ChatGPT, Claude startup Health Advice. Should you trust them?: STAT News

Chatbots could expand access for some users, but the tools aren’t yet fully validated for consumer health questions

OpenAI and Anthropic are launching health-focused versions of their chatbots, ChatGPT and Claude, allowing users to upload medical records and receive health advice.

While these tools could expand access to healthcare information, experts warn of potential risks, as there isn’t yet evidence proving their accuracy and some studies indicate a likelihood of harm. Despite disclaimers, there is concern that users may over-trust these AI models, leading to potential misdiagnoses or harmful advice.

Admin: One might suggest here that over time the technology is only going to continue to get better at diagnostics, and that it is plausible that at some point in the not too distant future the AI diagnostics would be on a par with a visit to the local clinic. In some instances, busy doctors can overlook things and get it “wrong” too. Medicine is not a perfect undertaking, and access to the best and most current medical thinking in the world, if that can be made available someday through AI, would be priceless.

Brittany Trang

STAT NEWS. Jan. 12, 2026

LAS VEGAS — It took 12 doctors at six health systems across four states to diagnose top Trump administration official Amy Gleason’s daughter with a rare immune disease.

But that was before artificial intelligence. As she’s explained over and over while promoting the administration’s efforts to make “health technology great again,” it doesn’t have to be that way today.

“I truly believe that if she had been diagnosed now instead of in 2010, AI could have picked up what she had way faster than a year and three months it took,” Gleason, the acting administrator of the U.S. DOGE Service and a strategic adviser to the Centers for Medicare and Medicaid Services, told attendees at the Consumer Electronics Show in Las Vegas last week.

Gleason’s daughter Morgan, now 27, recently used ChatGPT to try to find a clinical trial because her complication of ulcerative colitis disqualified her from the one she wanted to enter. But ChatGPT told her that it didn’t think she had ulcerative colitis. Instead, it told her she had microscopic lymphocytic colitis — which turned out to be correct. “I think she’s going to get into the trial, all because AI helped her figure that out,” Gleason said.

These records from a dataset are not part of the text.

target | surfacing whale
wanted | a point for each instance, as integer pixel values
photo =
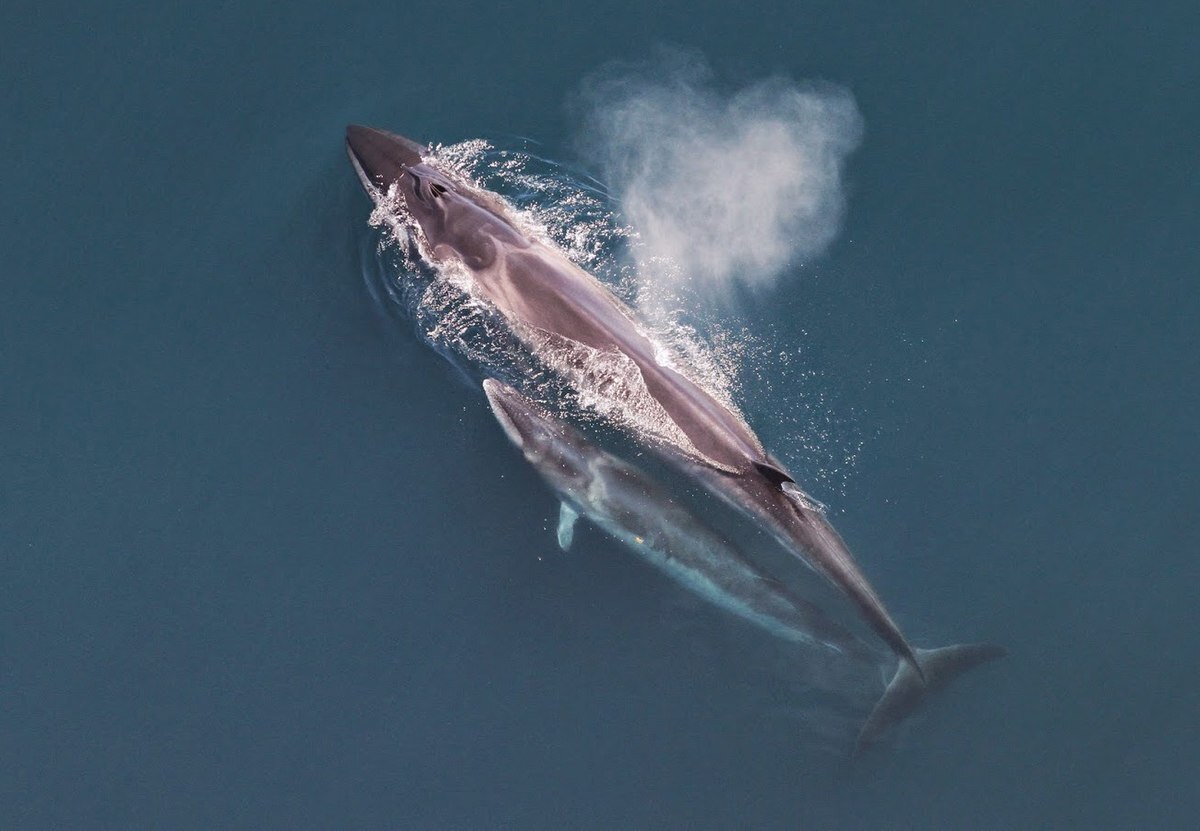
(630, 507)
(555, 305)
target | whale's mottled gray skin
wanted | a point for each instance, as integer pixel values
(630, 507)
(538, 288)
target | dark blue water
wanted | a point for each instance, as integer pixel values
(267, 562)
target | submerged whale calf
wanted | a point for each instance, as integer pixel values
(551, 303)
(630, 507)
(634, 509)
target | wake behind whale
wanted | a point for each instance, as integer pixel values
(502, 268)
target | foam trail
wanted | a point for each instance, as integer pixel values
(725, 191)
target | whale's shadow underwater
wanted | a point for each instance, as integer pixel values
(557, 321)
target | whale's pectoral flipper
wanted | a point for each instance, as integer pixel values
(906, 692)
(567, 519)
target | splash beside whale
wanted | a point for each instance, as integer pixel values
(557, 308)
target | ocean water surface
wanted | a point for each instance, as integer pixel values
(269, 562)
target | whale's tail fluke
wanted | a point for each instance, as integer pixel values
(906, 692)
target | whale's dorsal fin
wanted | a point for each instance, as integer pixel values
(773, 473)
(567, 519)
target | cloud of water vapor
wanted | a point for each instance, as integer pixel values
(723, 190)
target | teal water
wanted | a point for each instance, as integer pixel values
(267, 562)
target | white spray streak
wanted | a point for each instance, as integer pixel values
(721, 190)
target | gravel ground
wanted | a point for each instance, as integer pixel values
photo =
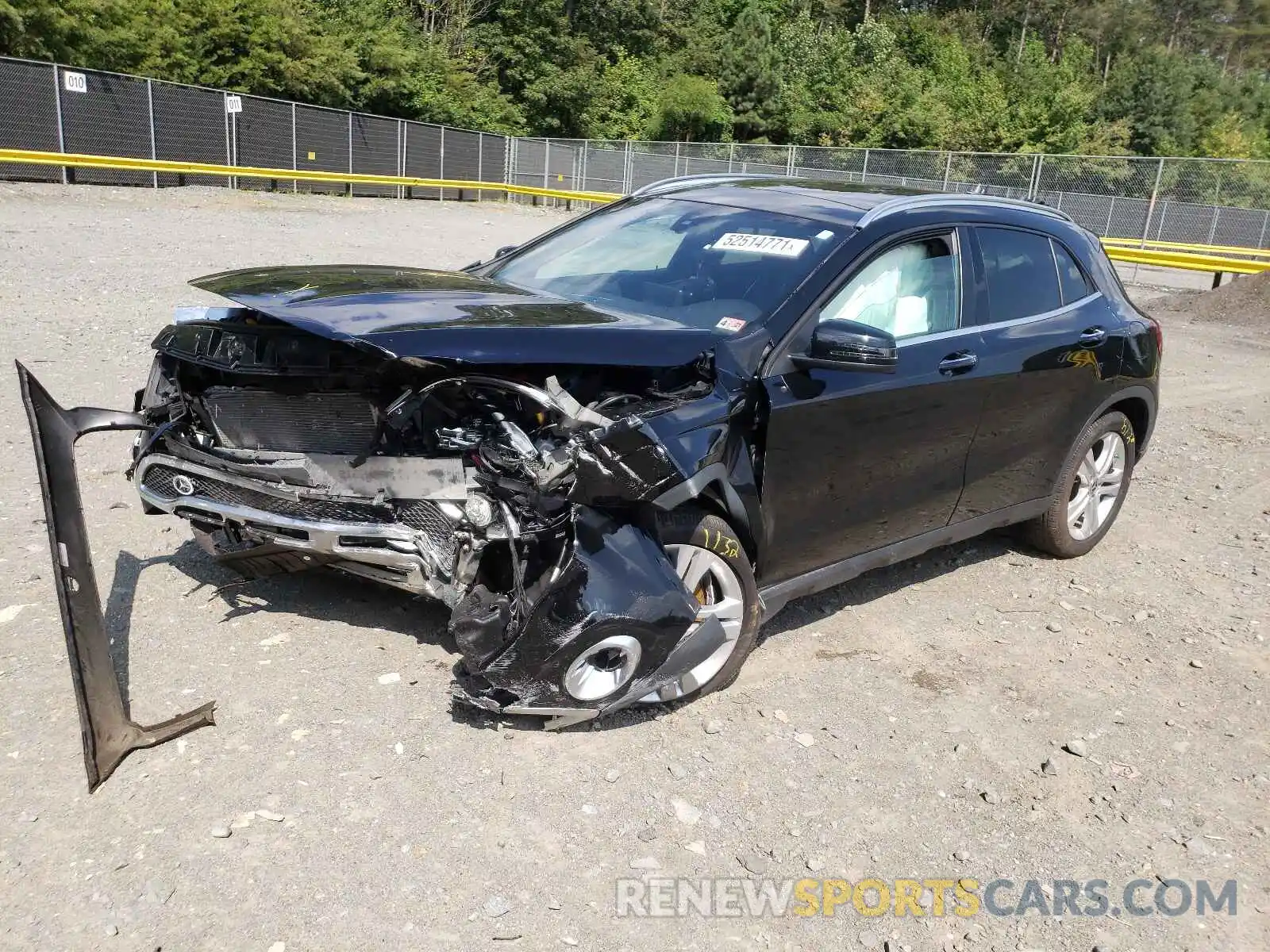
(895, 727)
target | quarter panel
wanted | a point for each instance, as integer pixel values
(1045, 387)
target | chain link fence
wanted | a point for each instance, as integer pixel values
(54, 108)
(1194, 201)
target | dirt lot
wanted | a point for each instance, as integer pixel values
(933, 692)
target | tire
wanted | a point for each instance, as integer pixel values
(1077, 520)
(691, 530)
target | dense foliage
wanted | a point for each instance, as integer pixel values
(1104, 76)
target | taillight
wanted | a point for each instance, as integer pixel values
(1159, 334)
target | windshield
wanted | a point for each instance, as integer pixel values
(702, 266)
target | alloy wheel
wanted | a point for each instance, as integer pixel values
(719, 593)
(1099, 482)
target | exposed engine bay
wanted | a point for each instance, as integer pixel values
(525, 498)
(416, 476)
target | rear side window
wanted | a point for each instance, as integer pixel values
(1022, 276)
(1070, 276)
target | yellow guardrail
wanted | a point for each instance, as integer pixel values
(1165, 254)
(163, 165)
(1187, 247)
(1214, 264)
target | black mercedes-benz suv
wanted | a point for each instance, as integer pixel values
(616, 450)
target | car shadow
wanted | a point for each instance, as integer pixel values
(328, 596)
(891, 579)
(318, 594)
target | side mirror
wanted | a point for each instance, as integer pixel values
(848, 346)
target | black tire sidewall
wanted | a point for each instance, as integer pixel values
(1052, 532)
(705, 530)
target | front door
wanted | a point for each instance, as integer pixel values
(856, 460)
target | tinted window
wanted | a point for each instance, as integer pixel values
(906, 291)
(1071, 277)
(705, 266)
(1022, 276)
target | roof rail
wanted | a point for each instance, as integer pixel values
(905, 203)
(702, 179)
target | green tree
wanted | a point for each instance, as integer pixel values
(749, 71)
(690, 108)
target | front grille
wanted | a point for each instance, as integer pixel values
(159, 480)
(341, 423)
(436, 528)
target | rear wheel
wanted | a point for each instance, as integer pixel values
(1091, 489)
(709, 559)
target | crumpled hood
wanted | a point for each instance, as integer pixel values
(455, 317)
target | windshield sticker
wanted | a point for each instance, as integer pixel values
(761, 244)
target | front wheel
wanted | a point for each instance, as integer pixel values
(1091, 489)
(709, 559)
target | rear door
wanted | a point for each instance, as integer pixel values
(856, 460)
(1052, 348)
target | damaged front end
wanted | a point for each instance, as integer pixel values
(524, 498)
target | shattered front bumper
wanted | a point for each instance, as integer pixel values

This is the kind of patient empowerment commercial AI model makers like OpenAI and Anthropic want to facilitate. Last week, OpenAI announced ChatGPT Health, a corner of ChatGPT with enhanced data security where users can upload their medical records or hook up the data feed from their wellness apps. On Sunday, Anthropic rolled out a similar feature for its chatbot, Claude, including allowing users to import health records.

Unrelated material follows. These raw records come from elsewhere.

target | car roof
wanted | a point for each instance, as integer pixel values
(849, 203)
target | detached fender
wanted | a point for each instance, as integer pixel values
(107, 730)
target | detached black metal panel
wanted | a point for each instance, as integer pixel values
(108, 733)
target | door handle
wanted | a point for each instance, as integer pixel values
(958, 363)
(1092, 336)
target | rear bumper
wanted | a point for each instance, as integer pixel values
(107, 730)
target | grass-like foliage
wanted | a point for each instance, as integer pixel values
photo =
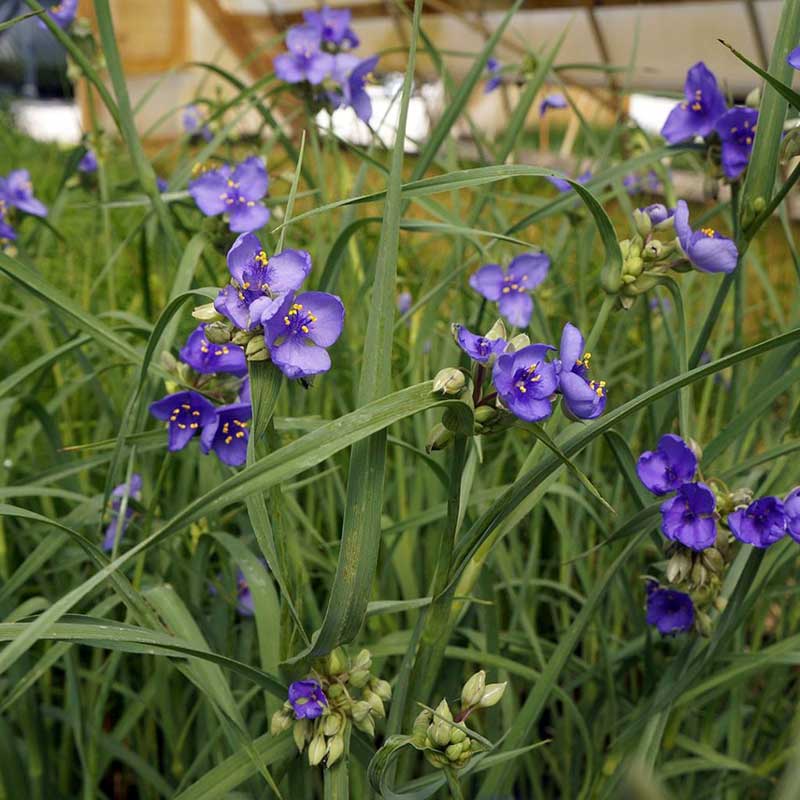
(338, 471)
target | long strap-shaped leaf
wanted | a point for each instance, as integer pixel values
(361, 528)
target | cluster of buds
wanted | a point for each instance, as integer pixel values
(445, 739)
(321, 709)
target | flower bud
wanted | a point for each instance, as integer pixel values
(317, 750)
(256, 349)
(472, 692)
(492, 694)
(207, 313)
(449, 381)
(218, 332)
(438, 438)
(335, 749)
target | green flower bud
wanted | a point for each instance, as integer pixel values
(335, 749)
(472, 691)
(449, 381)
(256, 349)
(218, 332)
(492, 694)
(317, 750)
(438, 438)
(207, 313)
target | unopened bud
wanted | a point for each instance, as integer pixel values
(207, 313)
(473, 689)
(449, 380)
(218, 332)
(492, 694)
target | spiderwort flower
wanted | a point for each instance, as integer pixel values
(16, 190)
(511, 290)
(298, 334)
(670, 611)
(116, 528)
(88, 163)
(525, 382)
(495, 70)
(689, 517)
(333, 25)
(260, 283)
(234, 192)
(207, 358)
(62, 14)
(736, 129)
(552, 101)
(351, 74)
(227, 435)
(478, 348)
(305, 61)
(583, 399)
(761, 524)
(185, 413)
(307, 699)
(791, 507)
(708, 250)
(670, 465)
(703, 106)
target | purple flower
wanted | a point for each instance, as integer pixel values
(761, 524)
(791, 507)
(116, 528)
(16, 191)
(525, 382)
(227, 434)
(564, 186)
(304, 61)
(736, 129)
(307, 699)
(495, 70)
(259, 283)
(511, 290)
(237, 194)
(351, 74)
(583, 399)
(207, 358)
(479, 348)
(193, 121)
(689, 517)
(88, 163)
(703, 106)
(666, 468)
(298, 334)
(708, 250)
(670, 611)
(185, 413)
(552, 101)
(333, 25)
(62, 14)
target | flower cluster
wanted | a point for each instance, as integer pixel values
(236, 192)
(16, 192)
(511, 289)
(322, 707)
(692, 520)
(216, 370)
(704, 113)
(320, 62)
(445, 739)
(262, 310)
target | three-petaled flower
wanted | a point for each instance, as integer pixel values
(236, 193)
(708, 250)
(511, 290)
(703, 105)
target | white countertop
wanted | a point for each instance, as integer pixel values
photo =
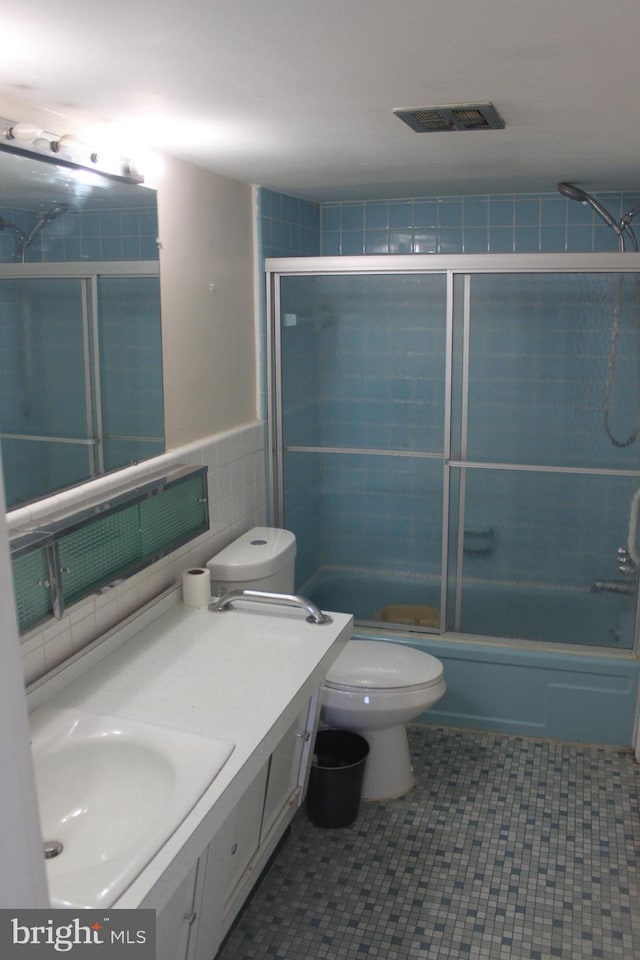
(239, 675)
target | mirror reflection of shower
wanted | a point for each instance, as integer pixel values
(625, 233)
(24, 240)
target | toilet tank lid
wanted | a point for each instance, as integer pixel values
(257, 553)
(372, 663)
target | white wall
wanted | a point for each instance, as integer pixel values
(205, 226)
(206, 277)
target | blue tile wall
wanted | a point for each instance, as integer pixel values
(127, 234)
(289, 227)
(497, 223)
(537, 371)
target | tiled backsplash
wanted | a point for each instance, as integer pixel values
(237, 501)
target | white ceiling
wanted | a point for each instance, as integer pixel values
(298, 95)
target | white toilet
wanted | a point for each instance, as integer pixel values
(374, 688)
(261, 559)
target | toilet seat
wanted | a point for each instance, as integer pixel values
(383, 666)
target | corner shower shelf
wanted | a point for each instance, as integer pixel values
(109, 540)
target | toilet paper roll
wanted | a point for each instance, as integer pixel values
(196, 587)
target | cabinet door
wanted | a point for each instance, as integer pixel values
(245, 832)
(175, 920)
(285, 784)
(210, 894)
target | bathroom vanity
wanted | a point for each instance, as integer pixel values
(248, 677)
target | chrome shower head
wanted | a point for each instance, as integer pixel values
(572, 192)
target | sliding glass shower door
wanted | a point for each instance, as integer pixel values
(455, 447)
(364, 404)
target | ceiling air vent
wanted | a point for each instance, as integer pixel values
(458, 116)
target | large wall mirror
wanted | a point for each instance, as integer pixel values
(80, 333)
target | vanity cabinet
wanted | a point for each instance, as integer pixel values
(195, 919)
(175, 920)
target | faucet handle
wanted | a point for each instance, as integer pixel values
(625, 563)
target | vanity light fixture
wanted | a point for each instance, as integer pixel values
(23, 131)
(65, 148)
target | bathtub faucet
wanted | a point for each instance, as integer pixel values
(625, 588)
(263, 596)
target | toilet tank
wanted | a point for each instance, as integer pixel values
(261, 559)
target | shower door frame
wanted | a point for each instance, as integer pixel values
(453, 266)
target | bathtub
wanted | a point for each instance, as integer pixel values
(580, 686)
(510, 611)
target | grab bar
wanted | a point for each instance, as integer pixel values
(632, 539)
(624, 588)
(262, 596)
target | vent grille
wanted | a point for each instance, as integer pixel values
(460, 116)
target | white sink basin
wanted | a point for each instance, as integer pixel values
(111, 792)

These announcements fulfill OpenAI and Anthropic’s pledges to Medicare and Gleason that they would make health AI assistants for patients. But encouraging and enabling patients to ask large language models health questions comes with risks. While these new AI-based health advice products expand access for patients seeking more advice than the health care system can provide, experts say there’s no proof that these AI models can actually give good answers to health questions and studies indicate that there is a likely potential for harm.

OpenAI says that as of January 2026, more than 40 million people per day are asking ChatGPT their health questions, and the explicit encouragement to get personalized health advice from ChatGPT may only deepen that sense of trust. But OpenAI and other model makers are formally entering the health advice space when they are already facing high-profile lawsuits alleging that their chatbots caused harm or even death. They have also been criticized by lawmakers and academic experts for not doing enough to prevent these alleged harms.

Even though OpenAI’s new offering includes a disclaimer that ChatGPT Health “is not intended for diagnosis or treatment,” Stanford University AI Research and Science Evaluation Network Executive Director Ethan Goh says the company is straddling a fine line in trying to have it both ways. “Patients are going to over-trust it, because that’s purely what it’s been designed and intended for — to drive engagement,” he said.

It’s a careful balance. For patients who can’t access a doctor — either because of the time of day, their ability to pay, or the shortage of primary care physicians in the U.S. — having something rather than nothing can be a godsend.

For a parent making the choice between paying for an emergency room visit and making rent, they’re looking at their sick kid and wondering, “What the heck am I going to do,” said Jennifer Goldsack, CEO of the Digital Medicine Society, a nonprofit promoting the use of technology in addressing health problems. She thinks that’s maybe where it’s appropriate to trade off trust for access. Getting a second opinion that confirms that the situation is bad enough to need an ER visit, versus advice that says the situation can probably wait until urgent care opens in the morning, is a big deal.

But stories like that of Sam Nelson, the California teen who died last May after asking ChatGPT to help him get high safely, and the University of Washington patient who began ingesting a poisonous salt after consulting ChatGPT, cast doubt on large language models’ ability to safely guide patients in this way. A December preprint from leading health AI researchers who tested 31 leading LLMs, including those from OpenAI and Anthropic, found that potential for severe harm occurred in 22% of cases they tested.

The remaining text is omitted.